Las huidas imaginarias
El accidente del Concorde en un aeropuerto de París me trajo a la memoria uno de los vuelos más peregrinos que he emprendido en mi corta existencia de pasajero de avión. A Granada también vino el Concorde. Su diminuto aeropuerto albergó durante unas horas un hermoso ejemplar de plata. Fue fletado en 1992 por la Caja General de Ahorros para celebrar el centenario de su creación como un lujoso tiovivo en el que pasear a sus directivos y a unos pocos impositores elegidos por sorteo ante la mirada de un notario.Pero el resultado fue alucinatorio. Pocos viajeros se pueden jactar de haber participado en una aventura semejante. El viaje consistía en partir de Granada a la velocidad del rayo, rebasar la del sonido y volver a Granada en el menor tiempo posible. Alguien podría pensar que para ese viaje no eran necesarias alforjas tan costosas, pero ¿y la emoción de escapar de una ciudad a una velocidad fantástica para estar de nuevo en ella lo más rápido que la técnica aeronáutica permite?
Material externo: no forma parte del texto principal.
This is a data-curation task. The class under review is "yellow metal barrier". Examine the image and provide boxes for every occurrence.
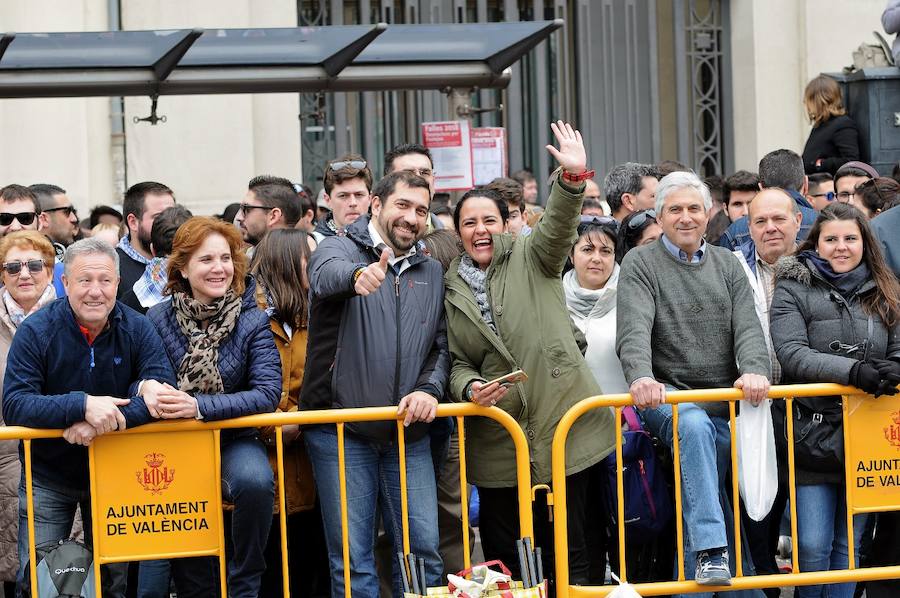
[550,383,900,597]
[0,402,534,598]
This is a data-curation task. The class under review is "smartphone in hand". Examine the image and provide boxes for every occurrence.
[485,369,528,388]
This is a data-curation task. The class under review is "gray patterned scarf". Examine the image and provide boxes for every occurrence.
[457,255,495,332]
[171,289,242,394]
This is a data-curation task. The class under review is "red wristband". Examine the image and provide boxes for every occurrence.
[562,169,595,183]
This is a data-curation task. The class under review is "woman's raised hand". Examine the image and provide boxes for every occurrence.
[545,120,587,175]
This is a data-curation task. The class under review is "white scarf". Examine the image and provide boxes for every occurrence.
[563,264,619,322]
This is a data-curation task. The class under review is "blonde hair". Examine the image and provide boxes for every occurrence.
[0,231,56,268]
[804,75,846,126]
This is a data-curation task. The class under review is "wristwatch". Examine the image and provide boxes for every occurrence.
[561,169,596,183]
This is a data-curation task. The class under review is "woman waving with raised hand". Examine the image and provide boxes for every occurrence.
[444,121,614,586]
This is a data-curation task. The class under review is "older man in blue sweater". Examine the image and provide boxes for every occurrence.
[3,238,175,597]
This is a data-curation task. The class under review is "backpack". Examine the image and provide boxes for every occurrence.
[21,539,96,598]
[602,406,672,539]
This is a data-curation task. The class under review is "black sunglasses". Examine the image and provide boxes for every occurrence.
[0,212,36,227]
[43,205,78,217]
[578,215,619,233]
[329,160,367,171]
[239,203,274,213]
[810,191,836,202]
[626,209,657,230]
[2,259,45,276]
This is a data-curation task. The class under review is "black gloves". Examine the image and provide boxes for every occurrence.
[871,358,900,383]
[850,361,896,397]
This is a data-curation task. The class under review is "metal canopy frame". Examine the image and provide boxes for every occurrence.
[0,20,562,99]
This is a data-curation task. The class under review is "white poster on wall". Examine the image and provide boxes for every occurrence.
[471,127,508,185]
[421,120,474,191]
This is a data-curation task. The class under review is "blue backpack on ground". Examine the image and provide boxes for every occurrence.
[602,406,672,539]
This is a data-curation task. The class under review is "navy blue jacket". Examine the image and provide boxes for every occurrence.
[147,278,281,423]
[2,299,175,491]
[301,216,450,444]
[718,190,817,250]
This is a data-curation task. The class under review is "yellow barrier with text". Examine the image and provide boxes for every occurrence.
[550,384,900,598]
[6,402,535,598]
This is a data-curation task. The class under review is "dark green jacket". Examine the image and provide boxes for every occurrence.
[445,176,615,487]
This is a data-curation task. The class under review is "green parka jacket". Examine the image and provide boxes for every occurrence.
[445,175,615,487]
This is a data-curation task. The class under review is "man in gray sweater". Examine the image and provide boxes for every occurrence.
[616,170,771,588]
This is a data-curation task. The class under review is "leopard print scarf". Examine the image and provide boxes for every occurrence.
[172,289,242,394]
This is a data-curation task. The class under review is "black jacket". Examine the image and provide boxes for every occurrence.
[770,255,900,484]
[802,114,860,175]
[116,244,147,299]
[300,216,449,444]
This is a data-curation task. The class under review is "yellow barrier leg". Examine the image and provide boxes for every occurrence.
[457,416,471,570]
[215,430,228,598]
[842,396,855,570]
[397,421,411,557]
[275,426,290,597]
[337,423,352,598]
[87,443,103,598]
[24,440,38,598]
[614,407,626,583]
[729,401,743,577]
[671,404,685,581]
[785,398,800,574]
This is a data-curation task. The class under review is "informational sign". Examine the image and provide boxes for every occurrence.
[92,430,221,559]
[845,394,900,512]
[421,120,474,191]
[471,127,508,186]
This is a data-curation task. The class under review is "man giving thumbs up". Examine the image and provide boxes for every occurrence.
[301,168,449,596]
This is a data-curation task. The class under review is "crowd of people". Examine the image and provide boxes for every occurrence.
[0,113,897,598]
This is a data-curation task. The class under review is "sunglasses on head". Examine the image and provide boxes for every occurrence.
[2,259,45,276]
[0,212,36,227]
[626,209,656,230]
[329,160,367,171]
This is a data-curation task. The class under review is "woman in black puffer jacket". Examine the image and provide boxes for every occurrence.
[802,75,860,175]
[770,203,900,598]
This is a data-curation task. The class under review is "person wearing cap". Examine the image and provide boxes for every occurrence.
[312,154,373,244]
[834,160,879,209]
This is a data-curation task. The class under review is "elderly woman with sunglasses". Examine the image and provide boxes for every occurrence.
[445,122,614,585]
[0,231,57,588]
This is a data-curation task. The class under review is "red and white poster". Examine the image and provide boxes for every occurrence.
[421,121,474,191]
[471,127,508,185]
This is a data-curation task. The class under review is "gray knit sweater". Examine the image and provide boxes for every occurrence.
[615,238,771,417]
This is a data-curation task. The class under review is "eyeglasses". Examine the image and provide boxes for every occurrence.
[43,205,78,217]
[626,209,657,230]
[329,160,367,171]
[810,191,836,202]
[402,167,434,178]
[835,191,856,202]
[239,203,274,213]
[2,259,45,276]
[0,212,36,227]
[578,215,619,233]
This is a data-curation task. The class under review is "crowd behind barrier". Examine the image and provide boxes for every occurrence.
[0,109,898,598]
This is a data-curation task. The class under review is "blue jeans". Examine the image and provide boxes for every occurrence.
[796,483,867,598]
[16,476,127,597]
[305,426,442,598]
[137,559,170,598]
[177,434,275,598]
[642,403,765,598]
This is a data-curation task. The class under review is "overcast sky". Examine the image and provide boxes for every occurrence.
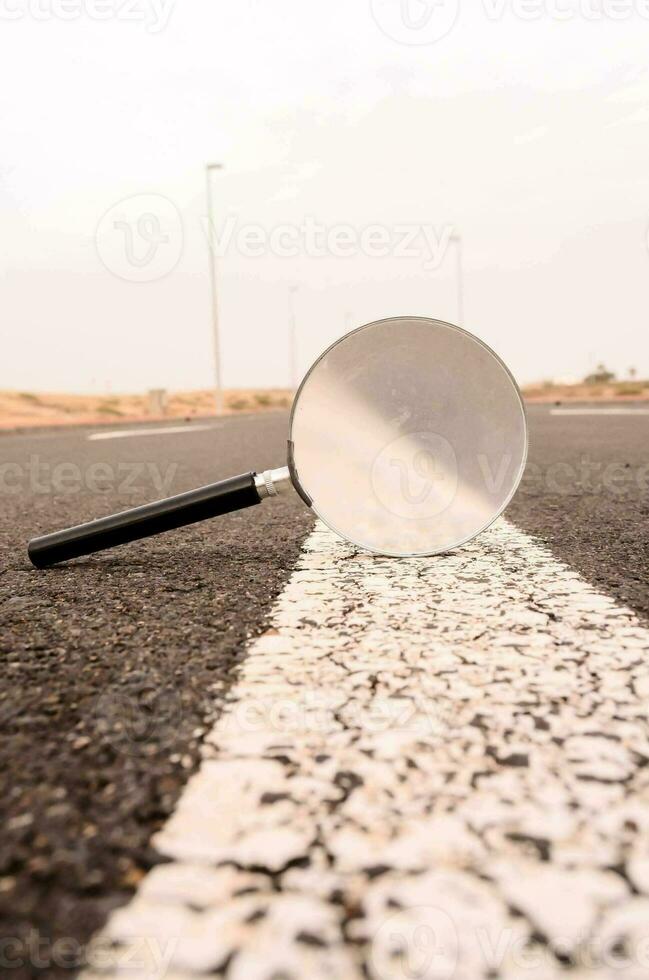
[2,0,648,392]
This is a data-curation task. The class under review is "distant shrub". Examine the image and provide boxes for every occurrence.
[97,402,123,416]
[585,363,616,385]
[254,393,272,407]
[228,397,250,411]
[617,384,645,396]
[19,392,40,403]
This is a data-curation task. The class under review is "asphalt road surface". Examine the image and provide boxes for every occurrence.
[0,404,648,978]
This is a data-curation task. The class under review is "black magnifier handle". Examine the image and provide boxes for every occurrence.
[27,467,292,569]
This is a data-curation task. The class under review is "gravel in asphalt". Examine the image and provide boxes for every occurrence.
[0,413,311,978]
[0,404,647,977]
[508,405,649,621]
[85,518,649,979]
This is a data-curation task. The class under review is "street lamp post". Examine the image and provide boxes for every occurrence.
[289,285,299,390]
[206,163,224,414]
[450,233,464,326]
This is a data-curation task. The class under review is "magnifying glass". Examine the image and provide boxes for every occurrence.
[27,316,528,568]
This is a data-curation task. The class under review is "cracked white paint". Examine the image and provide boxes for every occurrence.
[82,519,649,980]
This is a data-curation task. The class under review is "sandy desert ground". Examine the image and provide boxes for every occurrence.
[0,388,294,430]
[0,380,648,430]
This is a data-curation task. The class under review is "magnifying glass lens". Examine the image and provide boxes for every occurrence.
[289,317,527,557]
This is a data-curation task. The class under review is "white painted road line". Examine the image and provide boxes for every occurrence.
[551,408,649,416]
[87,425,219,441]
[83,519,649,980]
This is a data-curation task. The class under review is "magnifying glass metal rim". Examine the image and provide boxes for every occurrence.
[287,315,529,559]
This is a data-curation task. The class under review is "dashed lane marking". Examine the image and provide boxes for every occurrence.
[87,425,220,441]
[550,408,649,417]
[82,519,649,979]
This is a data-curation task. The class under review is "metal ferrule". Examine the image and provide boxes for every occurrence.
[254,466,293,500]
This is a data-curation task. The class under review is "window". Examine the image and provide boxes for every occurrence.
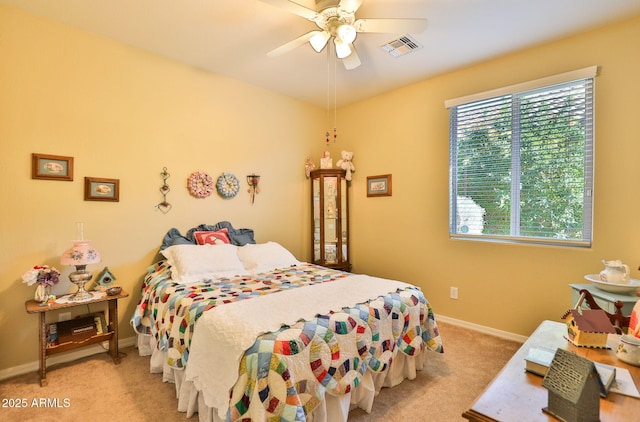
[446,67,596,247]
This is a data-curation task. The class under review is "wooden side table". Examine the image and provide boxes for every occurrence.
[25,290,128,386]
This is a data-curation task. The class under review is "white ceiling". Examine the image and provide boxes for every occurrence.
[3,0,640,107]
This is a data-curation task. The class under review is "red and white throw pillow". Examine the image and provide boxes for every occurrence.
[194,229,231,245]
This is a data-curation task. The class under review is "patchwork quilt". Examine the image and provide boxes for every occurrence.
[132,261,353,368]
[131,261,443,420]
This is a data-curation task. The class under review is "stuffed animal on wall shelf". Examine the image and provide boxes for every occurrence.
[336,150,355,181]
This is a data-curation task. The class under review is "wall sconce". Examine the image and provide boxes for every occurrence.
[246,174,260,204]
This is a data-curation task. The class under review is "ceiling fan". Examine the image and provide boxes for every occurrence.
[260,0,428,70]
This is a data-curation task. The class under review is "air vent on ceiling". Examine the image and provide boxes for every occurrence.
[381,35,422,57]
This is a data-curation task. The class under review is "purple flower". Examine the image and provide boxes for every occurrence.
[22,265,61,287]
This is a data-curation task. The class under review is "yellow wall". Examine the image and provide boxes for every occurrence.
[2,3,639,373]
[0,5,324,371]
[339,15,640,337]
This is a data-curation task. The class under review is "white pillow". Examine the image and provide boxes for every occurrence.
[160,244,246,283]
[236,242,300,273]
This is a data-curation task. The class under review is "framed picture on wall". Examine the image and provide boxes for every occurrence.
[84,177,119,202]
[366,174,392,197]
[31,153,74,181]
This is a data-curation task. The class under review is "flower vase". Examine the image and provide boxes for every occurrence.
[34,284,50,303]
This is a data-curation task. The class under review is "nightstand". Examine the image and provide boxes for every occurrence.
[25,290,128,386]
[569,283,638,315]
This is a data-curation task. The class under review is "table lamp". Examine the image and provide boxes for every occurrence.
[60,223,101,301]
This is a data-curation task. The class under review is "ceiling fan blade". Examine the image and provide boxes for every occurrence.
[267,31,320,57]
[338,0,364,14]
[259,0,320,21]
[342,45,361,70]
[354,18,428,34]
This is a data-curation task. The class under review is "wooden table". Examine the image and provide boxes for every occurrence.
[462,320,640,421]
[25,290,128,386]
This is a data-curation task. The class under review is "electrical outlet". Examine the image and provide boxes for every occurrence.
[450,286,459,300]
[59,312,71,322]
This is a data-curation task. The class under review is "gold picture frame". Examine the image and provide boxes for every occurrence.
[32,153,74,181]
[84,177,120,202]
[366,174,392,197]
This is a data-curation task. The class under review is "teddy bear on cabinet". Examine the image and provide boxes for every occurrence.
[336,150,355,181]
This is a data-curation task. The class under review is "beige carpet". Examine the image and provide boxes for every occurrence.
[0,322,521,422]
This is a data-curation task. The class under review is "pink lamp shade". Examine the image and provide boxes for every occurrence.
[60,240,101,301]
[60,241,101,267]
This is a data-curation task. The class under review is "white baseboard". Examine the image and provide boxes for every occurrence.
[2,318,526,382]
[435,314,528,344]
[0,336,137,382]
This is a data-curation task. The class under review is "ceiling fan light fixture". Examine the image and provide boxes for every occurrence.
[334,38,352,59]
[336,24,356,44]
[261,0,428,70]
[309,31,330,52]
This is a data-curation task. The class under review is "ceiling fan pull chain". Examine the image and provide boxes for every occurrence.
[322,41,340,147]
[334,51,338,143]
[325,44,330,146]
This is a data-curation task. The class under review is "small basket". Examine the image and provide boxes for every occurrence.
[106,286,122,296]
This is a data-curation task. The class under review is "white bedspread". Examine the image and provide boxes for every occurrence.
[184,273,412,419]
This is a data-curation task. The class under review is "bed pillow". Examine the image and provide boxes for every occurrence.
[160,244,246,283]
[187,222,256,246]
[193,229,231,245]
[237,242,300,273]
[160,227,194,250]
[159,221,256,251]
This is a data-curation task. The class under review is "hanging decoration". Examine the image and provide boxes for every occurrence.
[156,167,172,213]
[325,127,337,146]
[246,174,261,204]
[188,171,215,198]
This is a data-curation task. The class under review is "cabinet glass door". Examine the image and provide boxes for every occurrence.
[340,177,347,263]
[311,169,349,271]
[324,176,338,264]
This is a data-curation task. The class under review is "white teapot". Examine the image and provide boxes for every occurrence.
[599,259,630,284]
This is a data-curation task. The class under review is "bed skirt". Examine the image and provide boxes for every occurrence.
[137,333,428,421]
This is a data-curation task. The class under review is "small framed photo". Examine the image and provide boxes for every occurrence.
[84,177,119,202]
[32,153,74,181]
[367,174,392,197]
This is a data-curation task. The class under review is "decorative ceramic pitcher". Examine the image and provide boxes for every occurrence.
[599,259,630,284]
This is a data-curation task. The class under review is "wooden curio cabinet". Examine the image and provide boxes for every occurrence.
[311,168,350,271]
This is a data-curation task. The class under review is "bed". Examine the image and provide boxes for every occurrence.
[131,222,443,421]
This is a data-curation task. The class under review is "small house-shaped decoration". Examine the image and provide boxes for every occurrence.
[562,309,616,348]
[542,348,605,422]
[94,266,116,289]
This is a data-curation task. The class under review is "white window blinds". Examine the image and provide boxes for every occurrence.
[447,67,596,247]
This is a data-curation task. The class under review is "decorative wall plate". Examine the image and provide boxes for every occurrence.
[217,173,240,198]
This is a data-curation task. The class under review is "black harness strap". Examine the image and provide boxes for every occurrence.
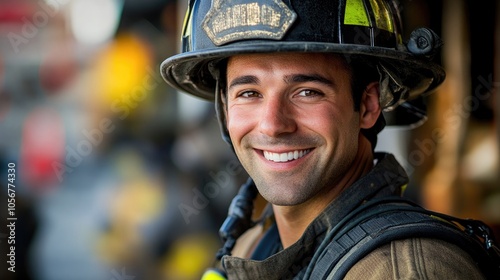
[306,197,500,280]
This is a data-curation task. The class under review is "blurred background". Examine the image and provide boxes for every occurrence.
[0,0,498,279]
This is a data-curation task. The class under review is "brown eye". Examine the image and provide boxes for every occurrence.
[297,90,322,97]
[240,91,260,98]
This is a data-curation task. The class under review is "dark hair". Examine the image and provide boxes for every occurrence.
[348,56,378,111]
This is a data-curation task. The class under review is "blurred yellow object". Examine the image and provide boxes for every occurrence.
[114,181,164,225]
[161,233,219,280]
[201,269,227,280]
[93,33,153,105]
[97,149,166,264]
[97,177,165,263]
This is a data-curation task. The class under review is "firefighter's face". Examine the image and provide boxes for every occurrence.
[225,52,377,206]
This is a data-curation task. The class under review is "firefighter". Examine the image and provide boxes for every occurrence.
[160,0,496,279]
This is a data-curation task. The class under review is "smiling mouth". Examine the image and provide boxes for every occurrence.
[263,149,312,163]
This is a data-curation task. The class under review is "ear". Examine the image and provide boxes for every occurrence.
[359,82,382,129]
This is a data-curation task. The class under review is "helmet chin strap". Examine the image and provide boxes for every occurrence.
[215,77,234,148]
[214,77,259,261]
[216,177,258,260]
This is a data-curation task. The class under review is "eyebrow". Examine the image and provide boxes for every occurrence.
[227,73,336,91]
[228,75,260,90]
[284,74,335,87]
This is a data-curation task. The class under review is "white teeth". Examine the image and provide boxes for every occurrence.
[280,153,287,162]
[272,153,280,162]
[263,149,311,162]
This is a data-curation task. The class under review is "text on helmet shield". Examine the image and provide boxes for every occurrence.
[203,0,296,46]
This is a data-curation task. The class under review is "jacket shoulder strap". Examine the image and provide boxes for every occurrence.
[307,197,500,280]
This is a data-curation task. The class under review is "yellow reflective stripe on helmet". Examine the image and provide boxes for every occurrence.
[182,4,193,39]
[344,0,370,26]
[368,0,394,32]
[401,184,408,195]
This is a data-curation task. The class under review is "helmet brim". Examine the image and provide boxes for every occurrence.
[160,41,445,102]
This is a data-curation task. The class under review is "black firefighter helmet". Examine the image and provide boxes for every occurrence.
[160,0,445,134]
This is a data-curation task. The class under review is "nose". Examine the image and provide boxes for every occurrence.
[258,96,297,137]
En la memoria aquella escapada ha adquirido la consistencia de un viaje imaginario y Granada, a vista de pájaro, parece una de esas viscosas pesadillas que intentamos abandonar desde la inquietud del sueño sin lograrlo del todo. La muchedumbre se había apostado en el aeropuerto y en los puentes de la autovía y aplaudió a rabiar cuando el avión remontó el vuelo y desapareció como si huyera de una fatalidad, pero aún se mostró más feliz cuando, apenas unos minutos después, el aparato regresó como si nunca hubiera partido.
Un fatalista tomó aquello como la demostración física de que es imposible abandonar Granada, incluso por los medios más veloces ideados por el hombre. Quizá más que un viaje fuera una metáfora. Sin embargo, como prueba de haber participado en aquella fantasía, conservo el diploma que me tendió la azafata cuando bajaba del Concorde como si fuera un héroes y que confirma que aquel día, en el que creyendo que huíamos de Granada en realidad estábamos acercándonos a ella a una velocidad extraordinaria, rompimos sin querer la barrera del sonido.
A muchos les parecerá extraño el tránsito de ida sin vuelta que experimentamos un puñado de elegidos, pero lo cierto es que este tipo de iniciativas concuerdan con ese modo más bien fatuo de afrontar las grandes empresas. Granada, sin ir más lejos, emprendió la semana pasada un viaje hacia los Juegos Olímpicos de Invierno del año 2010 del que sabemos de antemano que regresará con las manos vacías, es decir, irá para demostrar que se puede volver con las mismas inquietudes pero después de malgastar en el camino las energías de un Concorde.
Y en el Albaicín las autoridades van a subvencionar, como un modo de incentivar la vitalidad del barrio, el funcionamiento de dos globos aerostáticos. A setenta metros de altura, en la canasta de un globo cautivo, el visitante sentirá por unas pocas pesetas la sensación de que parte hacia las estrellas sin abandonar jamás el suelo.